«23. VII. 9 ч. 5 м. Я сижу на железных перилах у самой воды перед замком коннетабля Анн де Монморанси, чья статуя, напоминающая верроккьовского Коллеони, виднеется черно-зеленым силуэтом на фоне туманно-серого неба. Левее — пепельно-песочного цвета замок с графитно-синей крышей. Женщина кормит уток. Бьют часы. Герб Конде над воротами, цветы в окнах привратницкой. Рядом автомобиль с фургончиком молодых длинноволосых англичан, из машины музыка — джаз. Ярко-зеленые газоны с желтыми пятнышками цветов. Черные утки плавают, покрякивая, по маршруту, как трамваи, одна за другой, туда-обратно. Голубые и желтые цветы растут и прямо между камнями, которыми облицованы склоны набережной. Толстый человек, в очках, с двумя батонами под мышкой, проехал на мопеде».
Прием в Монлоньоне. 1972
Это запись из того же семикопеечного блокнота, сделанная на следующее утро в Шантийи, неподалеку от которого жил Костя. Дядюшка, привезя меня к знаменитому замку, куда-то уехал. Впервые я был во Франции, да и вообще за границей,
Шантийи. 1972
«10 ч. 10 м. „Hôtel du Chateau“. Сижу перед маленьким ресторанчиком за замком. Толстый хозяин. Навес из зелени. Желтая скатерть, красная салфетка. Дерево вроде рябины. Я один на один с Францией. Надписи на зонтиках-грибках „Bianco“, „Cinzano“. Опять проезжают жокеи».

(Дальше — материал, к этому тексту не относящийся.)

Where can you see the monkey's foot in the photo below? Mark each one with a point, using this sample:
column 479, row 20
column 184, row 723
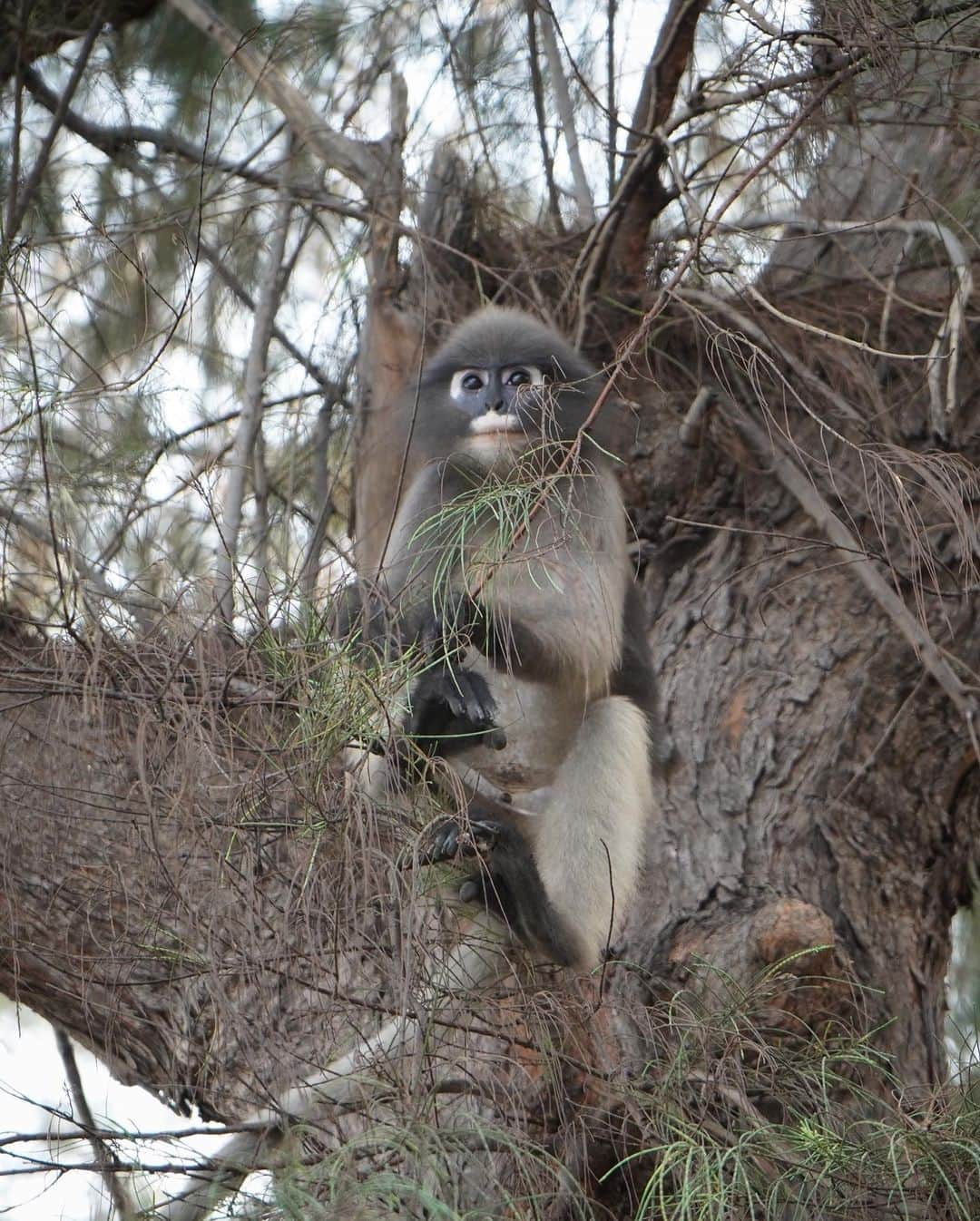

В этом ресторанчике я впервые в жизни (опять и еще раз — один во Франции!) позавтракал, заказав вовсе не дорогого, но тоже вполне книжного «петуха в вине», ничем, по-моему, не отличавшегося от хорошей курицы.
Хотелось в Париж.
В Монлоньоне вечерами недвижно сидели на потолке большие, безвредные, но зловещие бабочки и еще какие-то создания. Наваливалась темная тоска, тревога, страх. Я читал «В круге первом» Солженицына. Никогда прежде я и в руках не держал изданных за границей «антисоветских» книг, и мне было жутко. Жутко становилось и от необычной мощи синкопированной прозы, гордого, непрощающего гнева, странно соединенного с какой-то очень личной болью, и слепящие достоверностью реалий шарашки и тюрьмы, и все это во Франции, — было от чего впасть в тревогу и печаль. Все протестовало во мне: за этими ли страшными откровениями приехал я в страну «детских грез»?! И стыдно мне становилось, но не уйти было от ощущения: странно встречала меня эта «заграница»!
Как и когда вернулись мы наконец с «дачи», не помню: дальнейшее, как у Гоголя, «совершенно закрывается туманом», и я вижу себя уже наконец в Париже — наедине с ним.
Нежаркое солнце падает мне на макушку, прыгает зайчиками, отражаясь от стекол машин и автобусов, вырывает из витрин пятнышки всякой витринной роскоши. Я (я!) сижу на Бульварах («J’aime flâner sur les Grands Boulevards…» — звучит в голове песенка Монтана), я снова в мире мечтаний. Это, кажется, где-то на бульваре Капуцинок, почти напротив зала «Олимпия», сейчас и вспомнить невозможно.